If $2,000 won't influence a justice, try $55,000. This is how much money Texans for Lawsuit Reform rounded up for Gonzales. TLR money accounts for 10 percent of all the money in Gonzales' $539,000 war chest.

For whatever reason, insurance companies continue to clean up before the high court. Insurers won 71 percent of the cases that they had before the Texas Supreme Court in the 1990s."

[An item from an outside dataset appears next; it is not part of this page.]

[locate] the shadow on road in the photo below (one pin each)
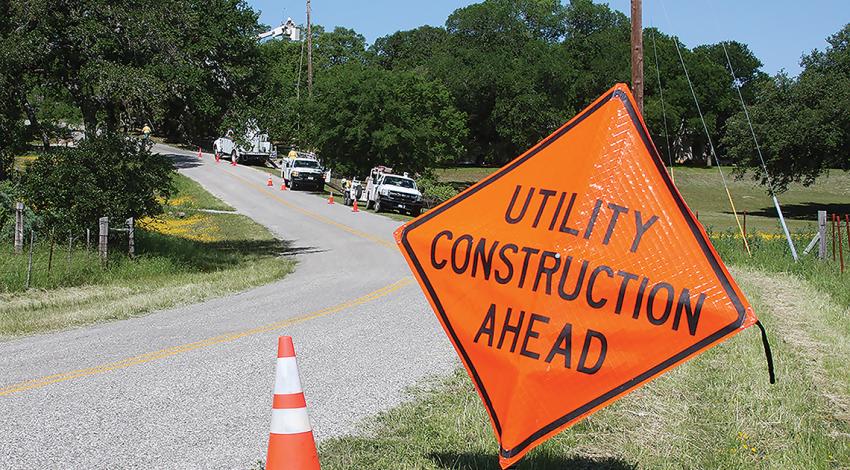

Everything seems to point to a man who is simply corrupt. Let us not mince words. He is corrupt and sociopathic. Let us further examine instances of his corruption and his sociopathy:

The rules of warfare seemed to change for the Bush administration after 9/11. This became quite evident when the FBI and National Security Council lost the battle of the treatment of al-Qaeda prisoners. Suddenly the traditional but effective methods of interrogation were not enough. More intense techniques such as “water-boarding” where water is dripped into wet cloth over a suspect’s face. This can feel like drowning. These methods were found to be acceptable, so long as they did not result in permanent or lethal injuries. According to Newsweek:

"The handling of al-Libi touched off a long-running battle over interrogation tactics inside the administration. It is a struggle that continued right up until the Abu Ghraib scandal broke in April—and it extended into the White House, with Condoleezza Rice's National Security Council pitted against lawyers for the White House counsel and the vice president. Indeed, one reason the prison abuse scandal won't go away—two months after gruesome photos were published worldwide—is that a long paper trail of memos and directives from inside the administration has emerged, often leaked by those who disagreed with rougher means of questioning.

Last week the White House dismissed news accounts of one such memo, an explosive August 2002 brief from the Justice Department's Office of Legal Counsel disclosed by The Washington Post. The memo, drafted by former OLC lawyer John Yoo, has been widely criticized for seeming to flout conventions against torture. It defends most interrogation methods short of severe, intentionally inflicted pain and permanent damage. White House officials told reporters that such abstract legal reasoning was insignificant and did not reflect the president's orders. But NEWSWEEK has learned that Yoo's August 2002 memo was prompted by CIA questions about what to do with a top Qaeda captive, Abu Zubaydah, who had turned uncooperative. And it was drafted after White House meetings convened by George W. Bush's chief counsel, Alberto Gonzales, along with Defense Department general counsel William Haynes and David Addington, Vice President Dick Cheney's counsel, who discussed specific interrogation techniques, says a source familiar with the discussions. Among the methods they found acceptable: "water-boarding," or dripping water into a wet cloth over a suspect's face, which can feel like drowning; and threatening to bring in more-brutal interrogators from other nations."

Any man or woman whose entire career shows a callous disregard for even the most basic rights of a human being, friend or foe, does not understand the most basic of tenets of justice which ironically can be found, (for those who wish to blur the lines between church and state) in these words:

“Do unto others as you would have them do unto you.”